Тоном, за который ему следовало бы отвесить пару пощечин, Рультабийль произнес:

– Я позволил себе несколько затянуть свое выступление, господин председательствующий, поскольку у меня есть на то основания.

– Имя! Имя! – настаивала толпа.

– Тихо! – рявкнул судебный пристав.

– Сию же минуту назовите имя, сударь! – потребовал председательствующий. – В углу двора находился, во-первых, мертвый лесник. Преступник – он?

– Нет, сударь.

– Папаша Жак?

– Нет, сударь.

– Привратник Бернье?

– Нет, сударь.

– Господин Сенклер?

– Нет, сударь.

– Тогда господин Артур Уильям Ранс? Остались только он и вы. Вы же не убийца?

– Нет, сударь.

– Значит, вы обвиняете господина Артура Ранса?

– Нет, сударь.

– Не понимаю, к чему вы клоните. Больше в том уголке двора никого не было.

– Нет, сударь, был! В углу двора, на земле, действительно никого больше не было, но был некто над нами, некто, высунувшийся из окна, выходящего в угол двора…

– Фредерик Ларсан! – вскричал председательствующий.

– Фредерик Ларсан! – раскатисто повторил Рультабийль и, повернувшись к публике, среди которой уже начали раздаваться возгласы протеста, выкрикнул с силой, какой я в нем и не подозревал: – Фредерик Ларсан – убийца!

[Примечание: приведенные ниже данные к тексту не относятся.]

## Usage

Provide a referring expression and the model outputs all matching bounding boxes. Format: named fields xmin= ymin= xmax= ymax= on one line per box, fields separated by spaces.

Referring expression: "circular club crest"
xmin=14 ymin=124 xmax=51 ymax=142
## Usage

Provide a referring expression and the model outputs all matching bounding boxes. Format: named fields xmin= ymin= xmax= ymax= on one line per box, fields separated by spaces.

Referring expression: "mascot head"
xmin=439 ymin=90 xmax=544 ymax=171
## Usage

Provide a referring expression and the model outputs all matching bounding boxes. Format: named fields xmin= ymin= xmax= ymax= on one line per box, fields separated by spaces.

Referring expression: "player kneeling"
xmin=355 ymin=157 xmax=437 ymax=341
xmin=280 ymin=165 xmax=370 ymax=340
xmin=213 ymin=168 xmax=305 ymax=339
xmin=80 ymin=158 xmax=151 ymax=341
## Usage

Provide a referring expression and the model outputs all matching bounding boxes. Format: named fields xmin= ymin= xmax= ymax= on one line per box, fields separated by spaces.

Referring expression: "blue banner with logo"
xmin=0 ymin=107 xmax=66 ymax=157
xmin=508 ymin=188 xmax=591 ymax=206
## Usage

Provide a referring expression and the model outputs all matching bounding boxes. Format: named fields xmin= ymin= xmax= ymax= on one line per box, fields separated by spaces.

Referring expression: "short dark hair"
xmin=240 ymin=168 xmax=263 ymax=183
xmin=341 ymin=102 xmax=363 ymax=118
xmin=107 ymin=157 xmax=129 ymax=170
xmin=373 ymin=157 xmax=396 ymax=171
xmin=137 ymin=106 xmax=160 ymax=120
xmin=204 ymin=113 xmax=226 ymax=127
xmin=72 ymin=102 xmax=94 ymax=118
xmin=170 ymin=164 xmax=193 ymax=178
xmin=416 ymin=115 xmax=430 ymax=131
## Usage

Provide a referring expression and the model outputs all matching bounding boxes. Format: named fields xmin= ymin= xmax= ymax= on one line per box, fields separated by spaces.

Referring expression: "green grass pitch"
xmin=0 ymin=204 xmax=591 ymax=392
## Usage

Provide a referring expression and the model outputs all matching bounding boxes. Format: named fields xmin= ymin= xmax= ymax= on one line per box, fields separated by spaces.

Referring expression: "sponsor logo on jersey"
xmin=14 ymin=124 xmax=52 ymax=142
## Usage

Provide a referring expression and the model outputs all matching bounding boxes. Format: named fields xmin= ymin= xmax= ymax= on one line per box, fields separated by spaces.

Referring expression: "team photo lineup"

В воплях, захлестнувших зал, было все: и ошеломление, и потрясение, и негодование, и недоверие, а кое у кого и восторг перед этим юным удальцом, осмелившимся выдвинуть такое обвинение. Председательствующий даже не пытался успокоить публику; когда же в результате энергического шиканья тех, кто торопился узнать подробности, вопли стихли, все явственно услышали, как, упав назад, на скамью, Робер Дарзак произнес:

– Невозможно! Он сошел с ума.

Тут заговорил председательствующий:

– Сударь, вы осмеливаетесь обвинять Фредерика Ларсана? Посмотрите, к чему привело ваше обвинение. Даже господин Дарзак считает вас сумасшедшим. Если это не так, у вас должны быть доказательства…

– Доказательства, сударь? Вам нужны доказательства? Ладно, будут вам доказательства. Велите пригласить Фредерика Ларсана, – резко отпарировал Рультабийль.

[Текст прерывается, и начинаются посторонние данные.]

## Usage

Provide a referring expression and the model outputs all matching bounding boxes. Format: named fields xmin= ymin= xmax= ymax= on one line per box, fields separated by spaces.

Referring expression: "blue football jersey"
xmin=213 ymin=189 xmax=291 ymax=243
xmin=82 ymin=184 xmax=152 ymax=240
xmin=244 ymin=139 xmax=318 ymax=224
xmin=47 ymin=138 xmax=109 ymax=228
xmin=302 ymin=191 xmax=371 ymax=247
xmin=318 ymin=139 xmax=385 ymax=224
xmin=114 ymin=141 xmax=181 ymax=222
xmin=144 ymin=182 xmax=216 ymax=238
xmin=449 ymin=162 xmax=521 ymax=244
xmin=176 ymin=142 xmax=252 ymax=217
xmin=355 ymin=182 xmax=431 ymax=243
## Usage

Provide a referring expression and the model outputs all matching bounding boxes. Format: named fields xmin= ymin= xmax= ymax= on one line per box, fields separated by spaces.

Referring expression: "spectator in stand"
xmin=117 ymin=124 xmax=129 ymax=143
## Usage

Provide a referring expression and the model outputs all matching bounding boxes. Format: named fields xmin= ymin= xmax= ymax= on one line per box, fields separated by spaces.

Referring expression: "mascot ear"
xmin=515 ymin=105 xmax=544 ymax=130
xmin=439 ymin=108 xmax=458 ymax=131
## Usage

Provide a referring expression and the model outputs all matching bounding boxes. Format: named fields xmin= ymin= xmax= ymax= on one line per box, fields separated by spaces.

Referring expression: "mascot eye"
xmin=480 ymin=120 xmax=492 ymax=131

– Пристав, пригласите Фредерика Ларсана, – приказал председательствующий.

Пристав бросился к маленькой двери и скрылся в ней, оставив ее открытой. Все глаза устремились к двери. Пристав показался снова, вышел на середину и объявил:

– Господин председательствующий, Фредерика Ларсана там нет. Он ушел около четырех, и больше его не видели.

– Вот оно, мое доказательство! – воскликнул торжествующий Рультабийль.

– Объясните, какое доказательство? – потребовал председательствующий.

– Неужели вы не видите, господин председательствующий, что мое неопровержимое доказательство – это бегство Ларсана? Могу поклясться, что он не вернется. Фредерика Ларсана вы больше не увидите.

Зал загудел.

– Если это не насмешка над судом, скажите, почему вы, сударь, не воспользовались тем, что Ларсан был здесь, и не обвинили его лично? По крайней мере, он мог бы вам ответить.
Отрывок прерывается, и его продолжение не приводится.